E intanto da Casablanca i familiari di Noureddine – la cui salma nel frattempo è tornata in Marocco, la sua terra d’origine, dov’è stata sepolta – seguono costantemente l’evolversi della vicenda, proprio attraverso l’avvocato Carboni. Il legale che ha conosciuto Nourredine quando per eludere agli ordini di rimpatrio si era presentato, nel suo studio e alle forze dell’ordine, come Said dall’Algeria.

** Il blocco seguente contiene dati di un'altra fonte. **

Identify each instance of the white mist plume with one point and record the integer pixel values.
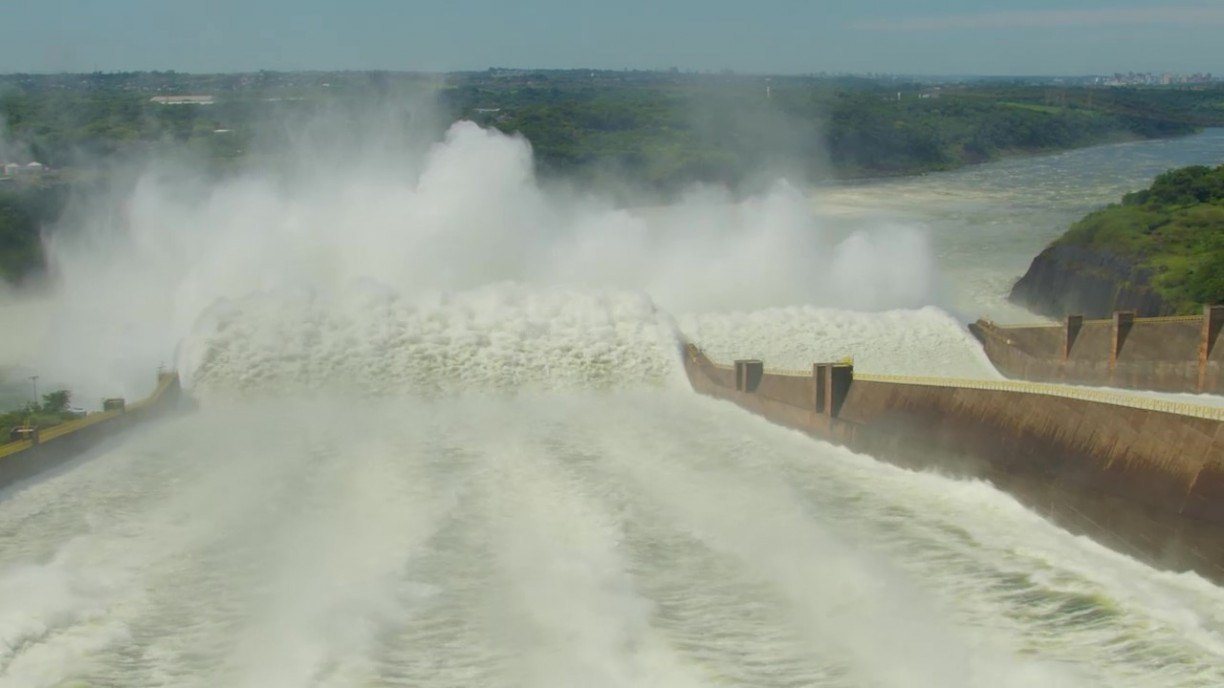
(134, 277)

Sono una grande famiglia i Mezgui: Noureddine era infatti il quinto di otto tra fratelli e sorelle. La più grande oggi ha 63 anni, la più piccola invece 42. E lui, nato l’11 giugno del 1972, è stato l’unico a lasciare il Paese d’origine, una ventina di anni fa, per cercare un Eden in Italia. Che, però, non ha trovato.
Nour, come lo chiama chi l’ha visto crescere a Casablanca, qui è sopravvissuto. Finendo per vivere di niente, di elemosina e qualche piccolo reato, senza permesso di soggiorno e dunque senza un lavoro né una casa. Da lontano i Mezgui, ognuno con la sua vita, un lavoro, dei figli, hanno seguito le vicende di quel fratello che hanno visto partire ragazzo. Non sempre hanno condiviso le sue scelte, talvolta hanno insistito per riaverlo a casa. Ma comunque, da lontano, hanno provato a restargli vicino. E forse resta anche il rimpianto di non aver insistito abbastanza, e di averlo potuto rivedere quando ormai era troppo tardi per un abbraccio. Così da lontano, oggi, ogni giorno, chiedono giustizia, confidando nelle istituzioni italiane, per quel fratello "Ucciso come un animale".